As Shedd concludes, this is the great rift between one set of theologians and the other. What was begun in the Reformation was a return to the doctrine of original sin and clearer understanding than that which was held by the Pelagians of all types who rejected the doctrines of the Protestation both before and after Luther. This is what separates us, today. Misunderstanding the doctrines of the fall is the seminal beginning of all errors and offense against the doctrines of grace. The Arminian faction would contend against Shedd's statement:
"The prayer of David is the proper prayer for us to the lay of our death:
"Search me, O Lord, and try me, and see what evil ways are within me; cleanse Thou me from secret faults."
A prayer, it may be remarked, that is utterly unintelligible on the hypothesis that there is no sin deeper than consciousness."
Far then from being that it is only the conscious sin that it under the guilt of condemnation, David is repeating what he had learned by the Law, as well from his own innate sense. We must remember that the Law was added because of transgression not transgression because of the law, even though the law would produce the effect of making sin recognizably, exceedingly sinful through the unavoidable violation of it.
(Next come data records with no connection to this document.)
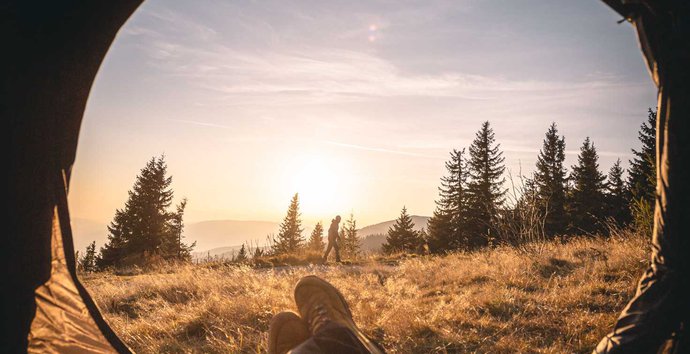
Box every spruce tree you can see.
[428,149,468,253]
[605,159,630,226]
[307,221,326,252]
[467,121,506,248]
[96,209,132,270]
[532,123,567,236]
[383,207,423,253]
[340,213,361,258]
[570,137,606,234]
[273,193,304,254]
[78,241,96,273]
[627,108,656,233]
[162,198,196,261]
[235,244,249,263]
[97,156,193,268]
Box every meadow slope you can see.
[83,237,648,353]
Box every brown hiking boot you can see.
[295,275,383,353]
[268,311,311,354]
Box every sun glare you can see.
[291,155,348,218]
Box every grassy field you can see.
[83,237,648,353]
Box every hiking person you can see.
[323,215,340,262]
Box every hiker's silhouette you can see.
[323,215,340,262]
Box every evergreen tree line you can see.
[77,109,656,271]
[85,156,196,271]
[420,109,656,253]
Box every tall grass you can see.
[84,233,647,353]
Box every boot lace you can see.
[309,304,330,333]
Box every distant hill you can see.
[72,215,429,257]
[357,215,429,252]
[184,220,278,253]
[357,215,429,237]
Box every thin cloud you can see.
[322,140,440,159]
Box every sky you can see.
[69,0,656,241]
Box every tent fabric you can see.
[28,208,116,353]
[594,0,690,353]
[0,0,141,353]
[0,0,690,353]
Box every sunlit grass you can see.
[84,232,648,353]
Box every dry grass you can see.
[84,237,648,353]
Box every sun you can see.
[292,154,348,217]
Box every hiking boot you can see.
[295,275,383,353]
[268,311,311,354]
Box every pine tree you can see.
[570,137,606,233]
[383,207,424,253]
[533,123,567,236]
[627,108,656,233]
[340,213,361,258]
[467,121,506,248]
[273,193,305,254]
[96,209,132,270]
[78,241,96,273]
[96,156,189,269]
[307,221,326,252]
[428,149,468,253]
[605,159,630,226]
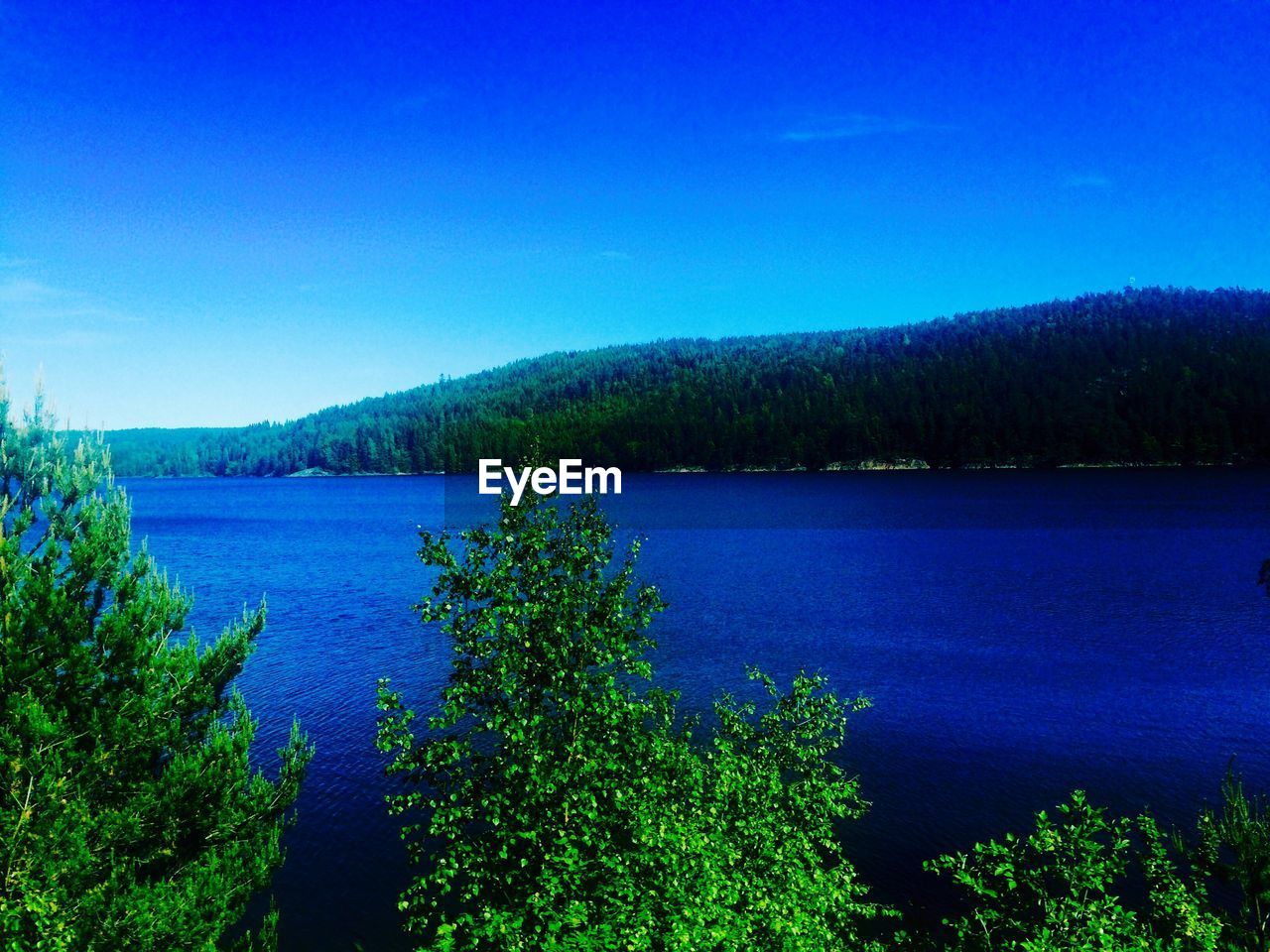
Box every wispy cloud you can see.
[389,85,448,115]
[1063,174,1114,187]
[777,113,953,142]
[0,274,142,332]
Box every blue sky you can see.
[0,0,1270,427]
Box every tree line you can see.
[0,391,1270,952]
[108,289,1270,476]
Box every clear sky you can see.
[0,0,1270,427]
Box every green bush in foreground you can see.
[378,499,881,952]
[927,790,1229,952]
[0,398,312,952]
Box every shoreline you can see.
[114,459,1270,480]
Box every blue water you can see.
[124,470,1270,949]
Let's not forget that we wage our war not against flesh and blood but against every lofty thought that exalts itself against the knowledge of God (my compilation). It is not individual Arminians, or Romanists, or any other people of Pelagian persuasions who are the real enemy. And each of us shall give an account of himself to God. Our challenge is to declare the truth and let the sword of his word divide that which is his from that which is not. It is not a new battle and all of the elect at first fight against the kingdom of God until they finally hear, "Do you kick against the goads?" I did, for I did not begin completed with this knowledge, nor have I yet arrived at a full understanding of it. Like the disciples we all believe ourselves the possessors of our own destinies at first self-assured that we have found the way until we hear the Lord say, "You have not chosen me, but I have chosen you."

With Isaiah let's us declare as we come into the presence of God, "Woe to me, for I am undone," recognizing that sin is the un-doing of God's will in man, of which we are all guilty. Humanistic concepts of will as mere volitions of single choices do not go deep enough into the soul well of depravity. Instead, rightly defined, Will is the entire being according to Shedd's usage as expressed by Isaiah's totally coming apart in the presence of the Lord, peirced to the deepest part, divided soul and spirit, searched in the inmost being, where secrets of the hearts of men so desperately wicked that no man can know it, reside. That depravity is not found just in the foaming of the surface waters, nor in the merky deep and darkness below, but issues forth from the very sping of its existence. A Reformation understanding then, is not that of the will as a ready instrument wielded distinct from self, but Will is the wielder, himself. Will is what Shedd says, in concert with Edwards, man is, and man is born bound by a creature's nature, a child of wrath, exhaustively unrighteous, thoroughly.

So we do not speak a common language when speaking of will. For we do not mean mere volition as the Arminian formula would have it. Rather, we speak of that which is reflective of the whole image of God into which we were created. It follows then, we also have a greater appreciation of what it means to love the Lord God with the whole mind, the whole soul, the whole spirit, the entire substance of our being and not just our volitions, and then why it is that total depravity is the only other reality, and being sin, stands guilty of hating God with its entire being and not just the actions that flow from it. Knowing this, we also gain a deeper appreciation for repentance, and forgiveness, for those who love much have been forgiven much by he who has become sin for us. With Isaiah we know our native state, but also who it is that has given us the righteous confession of the lips that comes from the throne of God.